Notizie Geopolitiche –
Lo scorso 18 settembre una trentina di attivisti di Greenpeace, fra i quali l’italiano Christian D’Alessandro, si erano portati fin sotto la piattaforma petrolifera russa Prirazlomnaya, situata nel Mar di Pecora, parte del Mar Glaciale Artico a nord della Russia, utilizzando una rompighiaccio Arctic Sunrise per protestare contro le perforazioni della russa Gazprom nel delicato ecosistema del Circolo polare artico, cosa per cui erano stati arrestati e poi liberati grazie ad un’amnistia.

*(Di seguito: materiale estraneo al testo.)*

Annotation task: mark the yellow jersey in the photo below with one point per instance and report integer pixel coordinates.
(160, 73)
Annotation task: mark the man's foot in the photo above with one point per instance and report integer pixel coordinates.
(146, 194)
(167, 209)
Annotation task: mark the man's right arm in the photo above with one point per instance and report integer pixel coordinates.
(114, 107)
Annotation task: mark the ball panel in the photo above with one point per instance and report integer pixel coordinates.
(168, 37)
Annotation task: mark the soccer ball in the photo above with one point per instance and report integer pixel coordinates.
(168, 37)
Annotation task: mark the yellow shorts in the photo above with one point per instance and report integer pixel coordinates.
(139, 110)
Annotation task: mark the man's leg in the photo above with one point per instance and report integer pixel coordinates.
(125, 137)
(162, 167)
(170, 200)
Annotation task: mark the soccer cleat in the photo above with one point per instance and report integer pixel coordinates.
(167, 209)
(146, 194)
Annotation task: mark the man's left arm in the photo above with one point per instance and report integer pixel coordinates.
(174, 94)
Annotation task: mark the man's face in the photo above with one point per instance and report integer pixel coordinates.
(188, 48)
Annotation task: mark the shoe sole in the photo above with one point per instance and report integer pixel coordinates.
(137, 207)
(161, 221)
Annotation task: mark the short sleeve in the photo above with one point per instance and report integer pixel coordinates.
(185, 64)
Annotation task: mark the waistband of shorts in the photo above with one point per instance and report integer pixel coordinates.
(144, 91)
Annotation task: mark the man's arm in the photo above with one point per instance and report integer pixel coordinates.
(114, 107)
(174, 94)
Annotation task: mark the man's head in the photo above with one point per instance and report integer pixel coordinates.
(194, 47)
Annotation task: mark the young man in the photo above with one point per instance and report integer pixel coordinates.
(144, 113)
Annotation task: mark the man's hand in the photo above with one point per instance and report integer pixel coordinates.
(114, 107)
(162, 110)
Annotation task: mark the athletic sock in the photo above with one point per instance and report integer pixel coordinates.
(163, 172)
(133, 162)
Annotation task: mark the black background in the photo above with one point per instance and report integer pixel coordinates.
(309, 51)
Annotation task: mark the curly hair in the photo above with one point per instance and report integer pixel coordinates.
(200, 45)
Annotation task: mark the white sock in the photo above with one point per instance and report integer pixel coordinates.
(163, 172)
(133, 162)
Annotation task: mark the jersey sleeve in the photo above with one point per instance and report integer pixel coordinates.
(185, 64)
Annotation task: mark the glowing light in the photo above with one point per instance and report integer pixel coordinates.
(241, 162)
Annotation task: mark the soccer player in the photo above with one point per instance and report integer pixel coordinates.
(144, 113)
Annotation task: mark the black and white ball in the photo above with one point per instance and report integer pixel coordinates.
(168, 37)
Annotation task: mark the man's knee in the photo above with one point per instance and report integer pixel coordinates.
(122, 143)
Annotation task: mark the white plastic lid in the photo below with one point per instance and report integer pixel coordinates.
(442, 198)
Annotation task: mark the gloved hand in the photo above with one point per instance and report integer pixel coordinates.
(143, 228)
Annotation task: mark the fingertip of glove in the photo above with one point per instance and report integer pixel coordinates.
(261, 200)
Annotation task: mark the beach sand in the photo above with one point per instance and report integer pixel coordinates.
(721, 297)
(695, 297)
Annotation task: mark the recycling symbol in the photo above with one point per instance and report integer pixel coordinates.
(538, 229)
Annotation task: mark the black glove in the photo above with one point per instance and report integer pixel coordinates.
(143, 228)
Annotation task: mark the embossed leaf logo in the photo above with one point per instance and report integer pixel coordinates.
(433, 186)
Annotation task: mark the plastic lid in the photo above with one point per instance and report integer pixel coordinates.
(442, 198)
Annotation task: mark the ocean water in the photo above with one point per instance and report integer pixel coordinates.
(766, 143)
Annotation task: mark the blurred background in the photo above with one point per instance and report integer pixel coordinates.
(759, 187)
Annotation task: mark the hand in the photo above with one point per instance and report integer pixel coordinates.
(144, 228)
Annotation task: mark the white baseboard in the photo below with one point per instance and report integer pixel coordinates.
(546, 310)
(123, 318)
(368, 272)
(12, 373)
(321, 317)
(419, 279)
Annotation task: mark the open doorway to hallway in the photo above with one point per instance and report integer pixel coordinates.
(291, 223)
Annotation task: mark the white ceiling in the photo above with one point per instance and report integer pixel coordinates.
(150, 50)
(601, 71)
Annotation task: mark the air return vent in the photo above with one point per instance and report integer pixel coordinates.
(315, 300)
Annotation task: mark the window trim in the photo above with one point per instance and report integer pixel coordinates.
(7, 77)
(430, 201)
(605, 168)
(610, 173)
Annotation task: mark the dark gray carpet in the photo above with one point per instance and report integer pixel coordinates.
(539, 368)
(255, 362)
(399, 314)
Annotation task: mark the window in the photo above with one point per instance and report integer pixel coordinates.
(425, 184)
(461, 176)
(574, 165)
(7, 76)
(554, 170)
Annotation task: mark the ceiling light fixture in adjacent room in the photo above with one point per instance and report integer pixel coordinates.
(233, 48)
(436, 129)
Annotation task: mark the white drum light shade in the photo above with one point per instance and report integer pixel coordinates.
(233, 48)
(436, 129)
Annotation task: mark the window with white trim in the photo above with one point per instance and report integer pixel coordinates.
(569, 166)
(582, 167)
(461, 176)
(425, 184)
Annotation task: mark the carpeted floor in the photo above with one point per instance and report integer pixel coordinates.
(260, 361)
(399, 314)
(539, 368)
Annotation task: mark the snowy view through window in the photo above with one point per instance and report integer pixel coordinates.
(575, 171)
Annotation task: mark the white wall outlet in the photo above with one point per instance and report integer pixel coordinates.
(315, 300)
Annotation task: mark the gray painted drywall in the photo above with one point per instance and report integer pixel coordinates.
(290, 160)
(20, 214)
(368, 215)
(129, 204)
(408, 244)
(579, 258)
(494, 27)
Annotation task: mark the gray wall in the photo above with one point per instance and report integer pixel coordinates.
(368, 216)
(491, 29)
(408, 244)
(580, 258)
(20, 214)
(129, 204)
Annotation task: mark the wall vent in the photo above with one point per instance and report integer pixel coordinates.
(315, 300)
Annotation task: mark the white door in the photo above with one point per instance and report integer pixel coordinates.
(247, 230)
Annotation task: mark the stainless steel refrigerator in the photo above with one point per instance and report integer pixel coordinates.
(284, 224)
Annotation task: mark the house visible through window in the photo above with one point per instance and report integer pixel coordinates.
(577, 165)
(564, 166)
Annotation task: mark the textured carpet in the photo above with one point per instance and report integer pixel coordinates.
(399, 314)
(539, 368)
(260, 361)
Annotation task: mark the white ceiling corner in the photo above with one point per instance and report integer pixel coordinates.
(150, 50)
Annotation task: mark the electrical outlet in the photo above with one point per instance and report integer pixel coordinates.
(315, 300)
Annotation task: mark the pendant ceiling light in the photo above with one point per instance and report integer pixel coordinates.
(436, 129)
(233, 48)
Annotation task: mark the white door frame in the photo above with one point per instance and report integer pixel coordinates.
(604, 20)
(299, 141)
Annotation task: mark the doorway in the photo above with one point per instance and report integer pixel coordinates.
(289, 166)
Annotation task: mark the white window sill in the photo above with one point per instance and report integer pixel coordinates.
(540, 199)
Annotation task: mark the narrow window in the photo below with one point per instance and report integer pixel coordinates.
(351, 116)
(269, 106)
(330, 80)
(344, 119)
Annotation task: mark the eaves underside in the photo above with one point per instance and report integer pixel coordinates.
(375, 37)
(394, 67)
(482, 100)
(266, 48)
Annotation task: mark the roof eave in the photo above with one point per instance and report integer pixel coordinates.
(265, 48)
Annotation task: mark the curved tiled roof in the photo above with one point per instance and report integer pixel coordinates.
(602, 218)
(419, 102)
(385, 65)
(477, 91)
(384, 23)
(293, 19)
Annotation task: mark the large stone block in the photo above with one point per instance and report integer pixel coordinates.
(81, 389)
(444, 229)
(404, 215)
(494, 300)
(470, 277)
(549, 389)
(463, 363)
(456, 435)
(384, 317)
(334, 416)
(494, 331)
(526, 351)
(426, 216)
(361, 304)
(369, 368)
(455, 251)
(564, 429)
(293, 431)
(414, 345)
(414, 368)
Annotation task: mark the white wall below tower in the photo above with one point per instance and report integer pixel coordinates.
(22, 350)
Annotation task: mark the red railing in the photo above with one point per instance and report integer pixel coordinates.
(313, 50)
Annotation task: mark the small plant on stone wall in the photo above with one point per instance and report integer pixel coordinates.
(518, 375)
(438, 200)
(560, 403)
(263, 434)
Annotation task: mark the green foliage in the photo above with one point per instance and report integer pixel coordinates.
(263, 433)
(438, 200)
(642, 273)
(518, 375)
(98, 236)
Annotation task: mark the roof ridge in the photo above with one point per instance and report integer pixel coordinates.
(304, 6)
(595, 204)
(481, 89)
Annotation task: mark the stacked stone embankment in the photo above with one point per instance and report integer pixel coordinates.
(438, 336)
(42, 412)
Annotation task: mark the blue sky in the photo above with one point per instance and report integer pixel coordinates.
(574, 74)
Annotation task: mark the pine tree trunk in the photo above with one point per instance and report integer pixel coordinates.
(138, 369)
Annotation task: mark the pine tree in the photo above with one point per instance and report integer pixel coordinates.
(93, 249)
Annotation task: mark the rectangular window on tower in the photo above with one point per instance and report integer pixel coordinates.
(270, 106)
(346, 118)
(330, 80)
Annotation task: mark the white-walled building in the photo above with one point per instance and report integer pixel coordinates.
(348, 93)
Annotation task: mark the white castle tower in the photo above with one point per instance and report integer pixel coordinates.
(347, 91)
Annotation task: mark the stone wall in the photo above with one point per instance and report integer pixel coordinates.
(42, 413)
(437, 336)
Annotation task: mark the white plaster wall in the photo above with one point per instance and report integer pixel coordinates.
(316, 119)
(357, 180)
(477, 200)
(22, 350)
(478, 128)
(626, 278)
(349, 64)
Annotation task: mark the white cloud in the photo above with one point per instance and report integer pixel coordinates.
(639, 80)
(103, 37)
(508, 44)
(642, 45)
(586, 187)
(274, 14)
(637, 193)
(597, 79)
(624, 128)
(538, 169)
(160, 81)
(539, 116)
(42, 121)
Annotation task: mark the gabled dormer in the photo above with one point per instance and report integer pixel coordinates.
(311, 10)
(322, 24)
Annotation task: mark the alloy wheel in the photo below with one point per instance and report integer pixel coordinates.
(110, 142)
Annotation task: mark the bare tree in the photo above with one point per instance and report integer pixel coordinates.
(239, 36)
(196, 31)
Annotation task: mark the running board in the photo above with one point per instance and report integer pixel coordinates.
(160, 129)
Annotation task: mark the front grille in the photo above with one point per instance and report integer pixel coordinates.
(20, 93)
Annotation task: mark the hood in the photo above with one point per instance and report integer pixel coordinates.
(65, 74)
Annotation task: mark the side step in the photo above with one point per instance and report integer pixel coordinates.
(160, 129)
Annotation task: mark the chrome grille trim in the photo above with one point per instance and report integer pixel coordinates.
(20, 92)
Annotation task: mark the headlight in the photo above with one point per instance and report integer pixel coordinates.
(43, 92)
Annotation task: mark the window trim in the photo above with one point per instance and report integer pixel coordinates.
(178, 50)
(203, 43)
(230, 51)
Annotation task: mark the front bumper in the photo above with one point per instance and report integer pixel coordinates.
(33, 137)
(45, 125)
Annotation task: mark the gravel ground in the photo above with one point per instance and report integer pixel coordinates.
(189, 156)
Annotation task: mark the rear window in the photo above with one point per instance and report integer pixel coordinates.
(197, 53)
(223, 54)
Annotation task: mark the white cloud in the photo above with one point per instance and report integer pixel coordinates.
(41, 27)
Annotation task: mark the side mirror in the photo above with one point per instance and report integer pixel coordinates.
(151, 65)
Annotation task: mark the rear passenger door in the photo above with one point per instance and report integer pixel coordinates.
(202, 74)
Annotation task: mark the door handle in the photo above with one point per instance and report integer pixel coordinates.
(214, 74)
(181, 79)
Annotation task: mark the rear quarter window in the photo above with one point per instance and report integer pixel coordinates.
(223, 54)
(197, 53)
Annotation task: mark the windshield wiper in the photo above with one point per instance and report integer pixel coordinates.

Partiti dall’Olanda (anche la nave utilizzata per l’impresa batteva bandiera olandese), si era innescata una schermaglia diplomatica fra Amsterdam e Mosca. Ed è proprio in Olanda che oggi ha avuto vita una nuova forma di protesta degli attivisti di Greenpeace, i quali hanno bloccato nel porto di Izmuiden la piattaforma Saturn della Gazpromneft, destinata alle trivellazioni nell’Artico.
Alcuni media olandesi hanno riportato che la polizia avrebbe arrestato stamattina “un numero imprecisato di manifestanti”.